(1902-1988) American Illustrator.
Martha Sawyers provides a case study in talent and pluck, if also the limits of quasi-ethnography. An illustrator-correspondent who came to represent Asian peoples to American magazine readers, Sawyers was undeniably adventurous, dogged and brave.
Raised in early 20th century Texas, Martha Sawyers fixated as a girl on faraway people and places. After high school she moved to New York City, training at the Art Students League and hustling design and illustration work. She saved enough money to buy passage on a Dutch freighter headed for the South Seas, and hopped off in Bali. The trip became the turning point in her career. Upon returning to New York she exhibited portraits of Balinese subjects at Marie Sterner Galleries, which attracted the attention of Bill Chessman, Collier's art director.
Sawyers found a niche depicting Asian cultures to accompany both fiction and non-fiction. Such work was newly in demand; World War Two had broken out in Asia when Japan bombed Shanghai and invaded China in 1937. During the war years and after, Sawyers traveled the world as a visual correspondent, publishing her work in Collier's and other mainstream periodicals.

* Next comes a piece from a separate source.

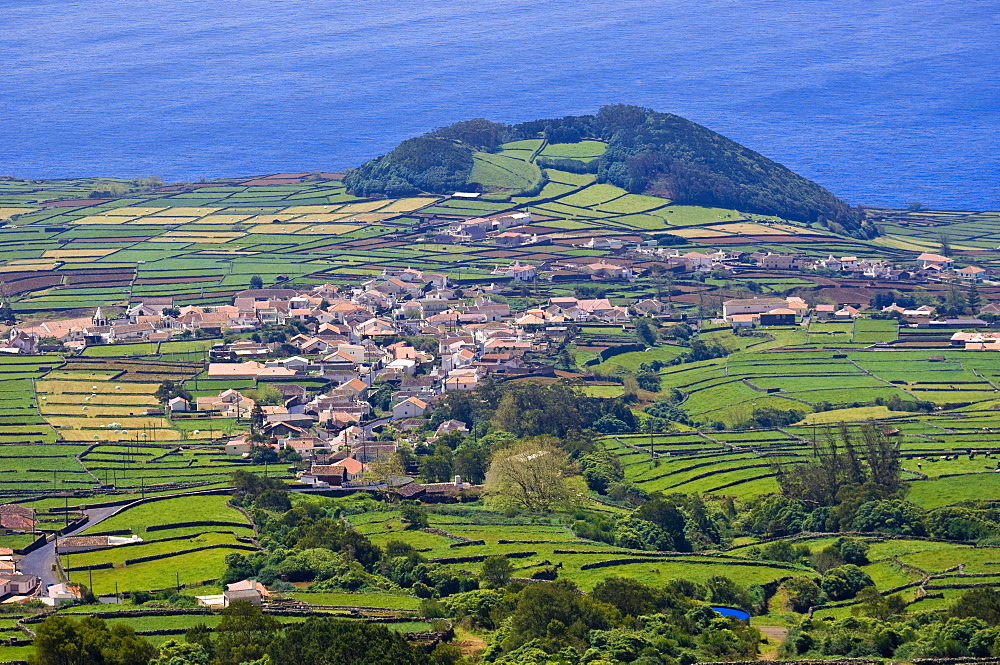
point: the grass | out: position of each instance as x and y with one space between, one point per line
632 360
182 509
191 568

Subsequent efforts will have to engage the discomfiting questions of Orientalism, essentializing approaches to representation and notions of "authenticity." For a taste of the period during which Ms. Sawyers plied her trade, consider descriptions of her approach in Ernest Watson's Forty Illustrators and How They Work (Watson-Guptill, 1946): "She is willing to be pigeonholed by art editors as an illustrator of Asiatic lore." Neatly capturing striking attitudes about gender and ethnicity in a single sentence, Watson writes: "Miss Sawyers is petite, vivacious and has a very disarming manner that must account for her success in overcoming the diffidence of natives peoples of the Orient."